Print has actually become less of a focus for Tonight since it was acquired by Simcoe, Ont.-based Annex Business Publishing in January.
Adopting a strategy similar to U.S. publications such as the Times-Picayune in New Orleans, it scaled back its publishing schedule from five days a week to two (Tuesdays and Thursdays) shortly after it was acquired by Annex, with Cameron reasoning that some days – most notably Monday – don’t attract enough advertising to justify the cost of a press run.
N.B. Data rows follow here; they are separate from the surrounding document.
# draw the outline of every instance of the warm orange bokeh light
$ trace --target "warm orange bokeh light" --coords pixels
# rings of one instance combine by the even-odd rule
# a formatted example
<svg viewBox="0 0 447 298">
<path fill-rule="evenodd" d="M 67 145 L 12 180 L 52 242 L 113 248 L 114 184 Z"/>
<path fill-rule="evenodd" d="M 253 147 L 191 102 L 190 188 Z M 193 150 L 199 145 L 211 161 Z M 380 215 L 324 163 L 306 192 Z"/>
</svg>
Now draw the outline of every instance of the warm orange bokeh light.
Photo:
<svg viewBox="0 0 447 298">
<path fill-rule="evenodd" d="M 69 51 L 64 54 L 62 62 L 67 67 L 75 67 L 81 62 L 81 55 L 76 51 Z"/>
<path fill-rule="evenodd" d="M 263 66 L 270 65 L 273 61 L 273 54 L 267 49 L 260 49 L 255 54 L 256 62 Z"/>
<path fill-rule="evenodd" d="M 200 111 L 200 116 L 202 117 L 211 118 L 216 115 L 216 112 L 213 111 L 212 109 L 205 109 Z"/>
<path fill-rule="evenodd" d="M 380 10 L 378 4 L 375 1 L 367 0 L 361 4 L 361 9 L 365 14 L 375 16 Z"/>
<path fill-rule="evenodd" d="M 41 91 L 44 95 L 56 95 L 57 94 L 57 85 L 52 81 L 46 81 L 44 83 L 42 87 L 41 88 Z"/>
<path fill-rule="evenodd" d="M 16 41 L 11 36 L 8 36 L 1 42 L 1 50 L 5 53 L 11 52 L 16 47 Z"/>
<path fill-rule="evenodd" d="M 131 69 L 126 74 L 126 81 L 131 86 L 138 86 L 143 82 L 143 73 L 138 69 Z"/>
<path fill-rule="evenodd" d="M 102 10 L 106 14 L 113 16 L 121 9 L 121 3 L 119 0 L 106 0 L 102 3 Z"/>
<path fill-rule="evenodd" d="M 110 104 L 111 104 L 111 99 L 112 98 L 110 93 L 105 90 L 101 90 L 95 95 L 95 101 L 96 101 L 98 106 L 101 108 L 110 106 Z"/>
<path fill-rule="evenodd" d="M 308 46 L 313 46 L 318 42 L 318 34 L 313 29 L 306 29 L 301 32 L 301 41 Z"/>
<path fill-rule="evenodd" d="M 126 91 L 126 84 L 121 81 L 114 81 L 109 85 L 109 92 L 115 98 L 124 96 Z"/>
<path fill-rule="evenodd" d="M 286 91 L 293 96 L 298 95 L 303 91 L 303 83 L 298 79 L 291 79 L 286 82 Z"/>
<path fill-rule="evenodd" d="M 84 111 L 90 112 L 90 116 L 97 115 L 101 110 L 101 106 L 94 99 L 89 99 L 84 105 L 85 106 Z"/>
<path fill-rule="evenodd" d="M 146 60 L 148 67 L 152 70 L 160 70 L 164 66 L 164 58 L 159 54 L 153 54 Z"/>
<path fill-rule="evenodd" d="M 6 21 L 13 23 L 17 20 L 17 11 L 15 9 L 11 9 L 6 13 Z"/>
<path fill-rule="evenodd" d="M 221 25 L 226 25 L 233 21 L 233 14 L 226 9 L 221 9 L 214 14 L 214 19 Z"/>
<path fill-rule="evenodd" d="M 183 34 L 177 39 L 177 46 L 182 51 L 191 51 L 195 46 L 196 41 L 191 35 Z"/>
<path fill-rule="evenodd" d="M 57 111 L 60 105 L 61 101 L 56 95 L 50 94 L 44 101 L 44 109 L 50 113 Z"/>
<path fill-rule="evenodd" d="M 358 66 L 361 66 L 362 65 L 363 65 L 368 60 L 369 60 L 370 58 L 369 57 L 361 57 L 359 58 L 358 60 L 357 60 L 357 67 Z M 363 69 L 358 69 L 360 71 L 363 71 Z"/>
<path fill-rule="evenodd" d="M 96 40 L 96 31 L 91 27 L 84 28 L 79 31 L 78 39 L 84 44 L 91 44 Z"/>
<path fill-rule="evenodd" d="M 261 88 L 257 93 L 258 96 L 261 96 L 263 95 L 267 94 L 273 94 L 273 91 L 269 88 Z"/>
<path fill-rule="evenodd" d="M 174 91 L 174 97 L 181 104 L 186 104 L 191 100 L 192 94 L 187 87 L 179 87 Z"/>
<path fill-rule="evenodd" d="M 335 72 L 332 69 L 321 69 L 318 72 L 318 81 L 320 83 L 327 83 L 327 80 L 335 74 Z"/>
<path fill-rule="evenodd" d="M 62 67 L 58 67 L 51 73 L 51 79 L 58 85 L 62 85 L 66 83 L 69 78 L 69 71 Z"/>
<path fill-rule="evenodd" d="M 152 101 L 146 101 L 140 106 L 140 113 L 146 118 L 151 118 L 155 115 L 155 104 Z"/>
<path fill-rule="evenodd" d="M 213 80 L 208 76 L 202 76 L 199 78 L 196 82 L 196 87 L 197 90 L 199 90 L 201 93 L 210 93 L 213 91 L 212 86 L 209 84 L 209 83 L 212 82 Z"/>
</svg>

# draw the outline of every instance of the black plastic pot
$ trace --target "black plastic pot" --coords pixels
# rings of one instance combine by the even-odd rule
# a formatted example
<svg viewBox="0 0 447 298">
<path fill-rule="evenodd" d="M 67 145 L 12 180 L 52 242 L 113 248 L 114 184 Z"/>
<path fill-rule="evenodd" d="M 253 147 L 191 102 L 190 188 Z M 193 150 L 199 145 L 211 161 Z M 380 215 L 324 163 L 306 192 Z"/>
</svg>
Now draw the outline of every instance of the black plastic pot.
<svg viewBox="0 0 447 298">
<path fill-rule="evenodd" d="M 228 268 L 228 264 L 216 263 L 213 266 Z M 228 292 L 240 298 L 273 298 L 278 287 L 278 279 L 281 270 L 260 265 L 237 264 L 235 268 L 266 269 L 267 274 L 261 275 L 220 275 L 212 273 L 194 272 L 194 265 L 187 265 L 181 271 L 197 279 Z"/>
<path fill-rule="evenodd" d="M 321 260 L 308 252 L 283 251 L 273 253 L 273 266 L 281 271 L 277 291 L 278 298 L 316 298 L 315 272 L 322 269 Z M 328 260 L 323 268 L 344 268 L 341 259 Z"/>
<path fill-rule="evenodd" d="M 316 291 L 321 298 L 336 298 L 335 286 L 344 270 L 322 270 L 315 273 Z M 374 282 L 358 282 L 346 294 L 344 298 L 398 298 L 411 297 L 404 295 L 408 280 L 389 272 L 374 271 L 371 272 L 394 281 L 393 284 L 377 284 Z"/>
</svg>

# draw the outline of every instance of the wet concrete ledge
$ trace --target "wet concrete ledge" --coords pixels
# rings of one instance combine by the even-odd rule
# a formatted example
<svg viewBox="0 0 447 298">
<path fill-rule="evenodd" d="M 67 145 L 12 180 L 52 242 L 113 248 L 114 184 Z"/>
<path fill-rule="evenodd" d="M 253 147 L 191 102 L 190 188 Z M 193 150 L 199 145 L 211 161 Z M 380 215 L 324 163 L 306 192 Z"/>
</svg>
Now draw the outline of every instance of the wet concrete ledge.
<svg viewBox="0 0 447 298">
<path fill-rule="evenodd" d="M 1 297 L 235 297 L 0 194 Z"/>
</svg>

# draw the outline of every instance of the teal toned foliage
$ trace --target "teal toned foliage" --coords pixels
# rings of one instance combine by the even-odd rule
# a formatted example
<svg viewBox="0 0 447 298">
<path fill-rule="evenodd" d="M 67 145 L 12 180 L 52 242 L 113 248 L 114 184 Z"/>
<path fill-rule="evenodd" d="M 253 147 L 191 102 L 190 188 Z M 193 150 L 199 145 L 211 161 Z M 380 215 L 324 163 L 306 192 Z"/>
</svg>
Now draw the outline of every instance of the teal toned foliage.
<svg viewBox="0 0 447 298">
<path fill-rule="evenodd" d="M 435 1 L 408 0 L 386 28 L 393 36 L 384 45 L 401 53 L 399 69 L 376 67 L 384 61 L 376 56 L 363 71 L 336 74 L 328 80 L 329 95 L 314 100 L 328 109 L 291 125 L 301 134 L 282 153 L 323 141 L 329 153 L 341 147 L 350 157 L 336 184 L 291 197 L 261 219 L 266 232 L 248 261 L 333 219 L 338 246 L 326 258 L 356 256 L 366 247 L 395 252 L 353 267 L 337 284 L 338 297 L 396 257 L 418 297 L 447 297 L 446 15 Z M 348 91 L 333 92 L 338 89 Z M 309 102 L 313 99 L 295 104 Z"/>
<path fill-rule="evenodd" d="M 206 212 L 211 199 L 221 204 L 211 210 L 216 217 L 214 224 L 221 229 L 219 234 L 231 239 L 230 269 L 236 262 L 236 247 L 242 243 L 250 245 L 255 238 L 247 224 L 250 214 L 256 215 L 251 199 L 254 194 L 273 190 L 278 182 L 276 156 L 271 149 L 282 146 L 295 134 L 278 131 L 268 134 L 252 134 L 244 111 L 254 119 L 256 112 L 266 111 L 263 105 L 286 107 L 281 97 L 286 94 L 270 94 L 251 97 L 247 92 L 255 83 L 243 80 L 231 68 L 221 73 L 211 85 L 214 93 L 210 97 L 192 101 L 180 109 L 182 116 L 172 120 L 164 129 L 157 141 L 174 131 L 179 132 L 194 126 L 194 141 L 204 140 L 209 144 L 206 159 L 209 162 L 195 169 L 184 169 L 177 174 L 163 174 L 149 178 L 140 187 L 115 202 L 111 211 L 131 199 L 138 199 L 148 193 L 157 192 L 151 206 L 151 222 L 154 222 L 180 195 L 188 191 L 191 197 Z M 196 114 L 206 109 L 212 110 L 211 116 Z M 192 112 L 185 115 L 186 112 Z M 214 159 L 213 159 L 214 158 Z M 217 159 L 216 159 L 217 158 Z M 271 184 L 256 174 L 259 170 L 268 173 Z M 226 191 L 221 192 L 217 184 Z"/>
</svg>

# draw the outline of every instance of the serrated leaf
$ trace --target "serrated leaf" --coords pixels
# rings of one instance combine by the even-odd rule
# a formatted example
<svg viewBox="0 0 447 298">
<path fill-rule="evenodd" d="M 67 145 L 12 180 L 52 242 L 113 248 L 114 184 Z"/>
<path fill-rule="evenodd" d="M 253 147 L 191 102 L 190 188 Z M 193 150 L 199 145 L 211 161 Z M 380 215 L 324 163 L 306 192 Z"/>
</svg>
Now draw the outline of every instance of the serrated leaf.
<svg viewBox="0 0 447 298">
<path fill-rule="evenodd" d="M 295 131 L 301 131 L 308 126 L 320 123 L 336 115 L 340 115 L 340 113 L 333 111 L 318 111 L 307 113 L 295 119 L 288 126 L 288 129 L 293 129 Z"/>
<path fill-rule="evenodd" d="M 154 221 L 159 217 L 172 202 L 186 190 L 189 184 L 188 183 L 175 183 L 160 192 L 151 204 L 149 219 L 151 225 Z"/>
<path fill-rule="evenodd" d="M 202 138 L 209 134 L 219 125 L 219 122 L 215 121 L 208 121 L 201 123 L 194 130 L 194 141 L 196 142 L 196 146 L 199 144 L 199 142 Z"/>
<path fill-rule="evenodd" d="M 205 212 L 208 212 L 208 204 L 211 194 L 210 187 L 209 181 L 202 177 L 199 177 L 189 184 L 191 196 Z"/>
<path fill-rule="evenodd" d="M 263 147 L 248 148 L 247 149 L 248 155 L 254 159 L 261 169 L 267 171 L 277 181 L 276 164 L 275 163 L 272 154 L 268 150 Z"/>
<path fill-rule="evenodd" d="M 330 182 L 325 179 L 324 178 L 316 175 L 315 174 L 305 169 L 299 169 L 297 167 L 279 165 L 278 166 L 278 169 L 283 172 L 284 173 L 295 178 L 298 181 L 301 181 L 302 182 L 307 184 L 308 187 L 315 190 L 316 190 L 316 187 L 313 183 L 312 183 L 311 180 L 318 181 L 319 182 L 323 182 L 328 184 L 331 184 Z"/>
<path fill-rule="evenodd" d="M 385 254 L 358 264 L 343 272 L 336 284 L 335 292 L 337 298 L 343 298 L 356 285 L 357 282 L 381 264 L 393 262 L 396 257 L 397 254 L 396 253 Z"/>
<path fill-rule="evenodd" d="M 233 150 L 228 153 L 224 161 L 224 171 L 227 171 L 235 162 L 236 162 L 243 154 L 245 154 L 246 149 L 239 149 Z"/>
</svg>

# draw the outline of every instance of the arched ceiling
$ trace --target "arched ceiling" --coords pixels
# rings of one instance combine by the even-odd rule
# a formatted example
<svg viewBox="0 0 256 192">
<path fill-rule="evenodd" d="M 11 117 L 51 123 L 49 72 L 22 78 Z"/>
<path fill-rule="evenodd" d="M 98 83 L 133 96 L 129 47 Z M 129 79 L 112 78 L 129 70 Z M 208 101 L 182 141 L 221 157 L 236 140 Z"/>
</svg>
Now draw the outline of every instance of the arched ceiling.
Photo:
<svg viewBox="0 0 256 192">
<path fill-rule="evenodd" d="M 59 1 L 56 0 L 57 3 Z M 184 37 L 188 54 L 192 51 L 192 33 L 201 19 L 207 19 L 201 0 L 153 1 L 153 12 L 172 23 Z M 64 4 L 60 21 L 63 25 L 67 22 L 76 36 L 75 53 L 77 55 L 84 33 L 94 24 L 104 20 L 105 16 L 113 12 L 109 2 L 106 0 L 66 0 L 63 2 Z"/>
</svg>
Reader reaction was decidedly mixed when the change was first made, but Cameron’s previous role as a management consultant taught him the value of making changes quickly rather than incrementally. “You can’t do a slow drip,” he said. “You’ve got to rip off the band-aid and make the changes that are necessary.”
He said he has watched traditional publications maintain their print costs while simultaneously trying to layer in digital, with less than stellar results.
TonightNews.ca’s web traffic, meanwhile, has been growing by about 10% week-over-week since the formal re-launch earlier this month, and is now closing in on 100,000 page views per month said Cameron.
From an advertising standpoint, the site is proving popular with entertainment companies, particularly TV broadcasters, although financial services has been a growing category as more and more banks look to promote their mobile banking services.
Cameron said that a big part of the site’s success with readers and advertisers is the fact that two thirds of its traffic comes from GO Transit commuters who, unlike TTC users, have Internet access for the duration of their evening commute. “We’ve got the connection that makes it easy for them to respond to the ad,” he said. “It’s a factor of where they are when they’re reading.”